Justice will not be automated
Data-driven technologies are at the front and center of the public’s attention these days, thanks to all the buzz around artificial intelligence (AI). But what exactly is and isn’t possible with computational models is often distorted by science fiction scenarios where sentinel robots ruin our lives. In this piece I argue that while AI fuels incredible progress, fair and just societies require a lot more than learning machines.
As a Hungarian whose native language is only spoken by a few million people, I have witnessed first-hand how the evolution of natural language processing (the technology that powers machine translations and popular content-generating tools like chatGPT) transformed access to my mother tongue.
Back in 2006 when Google first launched its translation services, the Hungarian interpretations were painfully inaccurate. As the technology got more sophisticated by shifting from statistical machine translations to a so-called neural engine, Google’s grammatical precision has drastically improved as well.
And while Hungarian translations are still not 100% accurate, let alone comparable to the precision of a human translator, they will enable any non-Hungarian reader to digest online content from my home country — something that was not possible before.
That kind of progress might easily make us believe that online content can be democratised by investing more in computational power.
But even though natural language processing has improved astonishingly, language inequities haven’t drastically changed across the globe. To illustrate, out of the approximately 7000 languages that are used in the world today, only 133 are available as supported languages in Google’s translation services.
The reasons are more historical than technical: these models are trained on data that looks for patterns in hundreds of millions of online documents, but since only a small percentage of the currently spoken dialects have a significant enough digital presence, translation engines developed a very clear prejudice towards well-financed European (and other colonial) languages.
As a consequence, a majority of the world’s cultures have limited online representation and hundreds of millions of people live without access to crucial digital services in their mother tongues.
Achieving true language justice requires so much more than adding AI to the equation. Alone the task of digitising content that powers translation services would require the concerted efforts of archivists, librarians, interpreters and language justice activists — actual humans whose contributions are often overlooked and under-resourced.
Similar patterns arise in many other fields, like healthcare for instance. Thanks to increased access to medically relevant datasets from electronic patient registries, wearable devices and health apps, computational models are becoming mainstream in clinical settings too. The motivations are clear and applaudable: improving diagnostics, preventing relapse, reducing hospitalisation, streamlining epidemiological forecasting –to name only a few of the many areas where data-driven models can and will make an important impact.
But while AI-enabled tools can take some of the burden off of overwhelmed medical workers by automating portions of their work or by helping gain better insights into the human body, they alone cannot guarantee that life-saving treatment is available for everyone, or that resource allocation is happening in fair and just ways.
Take predictive analytics, a type of machine learning that analyses historical data to make more informed decisions about treatment and prevention. Predictive tools are increasingly popular in clinical settings but yield very different results over time and across populations, raising important questions about their reliability and fairness in life-or-death situations.
The reasons are, again, more systematic than technical: thanks to their access to clinical trials and cutting edge technologies, certain demographics are over-represented in the data that powers these models, but prognostic value is seriously reduced for other (often marginalised) communities. Combined with the fact that machine learning goes through a lot less scrutiny than human decisions, clinical AI may improve life expectancy and quality for some, but the benefits will be a lot less clear for others.
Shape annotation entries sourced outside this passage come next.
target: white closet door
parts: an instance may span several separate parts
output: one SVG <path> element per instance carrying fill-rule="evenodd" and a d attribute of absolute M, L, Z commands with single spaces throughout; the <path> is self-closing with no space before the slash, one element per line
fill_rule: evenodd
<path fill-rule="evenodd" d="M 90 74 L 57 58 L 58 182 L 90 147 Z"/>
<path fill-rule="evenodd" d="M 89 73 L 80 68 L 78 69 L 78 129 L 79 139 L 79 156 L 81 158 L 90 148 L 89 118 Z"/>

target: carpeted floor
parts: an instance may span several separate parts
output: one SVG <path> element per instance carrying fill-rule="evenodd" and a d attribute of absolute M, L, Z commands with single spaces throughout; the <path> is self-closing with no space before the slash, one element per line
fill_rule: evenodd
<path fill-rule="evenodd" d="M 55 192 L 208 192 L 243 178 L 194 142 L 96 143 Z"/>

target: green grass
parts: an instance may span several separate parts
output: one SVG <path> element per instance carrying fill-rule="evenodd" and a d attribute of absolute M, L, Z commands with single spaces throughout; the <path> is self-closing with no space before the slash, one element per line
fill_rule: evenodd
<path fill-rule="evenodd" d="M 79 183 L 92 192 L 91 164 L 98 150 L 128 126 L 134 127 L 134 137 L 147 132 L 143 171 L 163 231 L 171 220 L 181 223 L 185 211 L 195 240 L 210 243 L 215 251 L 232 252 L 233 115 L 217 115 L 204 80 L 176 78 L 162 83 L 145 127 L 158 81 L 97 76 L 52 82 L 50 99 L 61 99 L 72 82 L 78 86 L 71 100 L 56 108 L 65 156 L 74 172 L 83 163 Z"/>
Changing that requires so much more than investing in computational power or collecting more sophisticated data about the human body.
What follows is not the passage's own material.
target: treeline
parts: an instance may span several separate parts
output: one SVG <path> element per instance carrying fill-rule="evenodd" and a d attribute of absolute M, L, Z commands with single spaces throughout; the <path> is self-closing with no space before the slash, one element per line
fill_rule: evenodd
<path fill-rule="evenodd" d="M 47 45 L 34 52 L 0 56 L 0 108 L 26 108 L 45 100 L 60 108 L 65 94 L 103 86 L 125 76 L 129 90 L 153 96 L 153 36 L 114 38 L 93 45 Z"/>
Truly accessible and equitable health care regimes rely on the dedication and compassion of medical workers who make good judgements in real-life situations, doctors who fuel automated decisions with their expertise, scientists who produce research that works for all bodies, and activists who push for more fair social, political and legal systems.
Without their involvement, AI is only going to entrench existing health disparities, instead of eliminating any of them.
In fact, research already shows that this is happening in many areas. People with darker skin tones are a lot more likely to be mis-recognised by AI-enabled technologies, or to be over-surveilled, wrongfully jailed, and otherwise harmed by automated decision-making systems. Women and gender non-conforming bodies bear the lion’s share of the abuse that is facilitated by AI, and people living with disabilities are constantly left behind by inaccessible and discriminatory machine learning technologies.
The popular argument in favour of machine technologies is that they have serious potential to influence the long-term future, but evidence consistently shows that real change begins in the present — through actual humans whose compassion and moral guidance creates true equity in real-life-situations. The librarians and translators, medical workers and scientists, public servants, teachers and activists and many others working tirelessly to make the world a better place for all, both immediately and for future generations to come.
Investing in their work is as crucial, if not more important than investing in computers and mathematical models.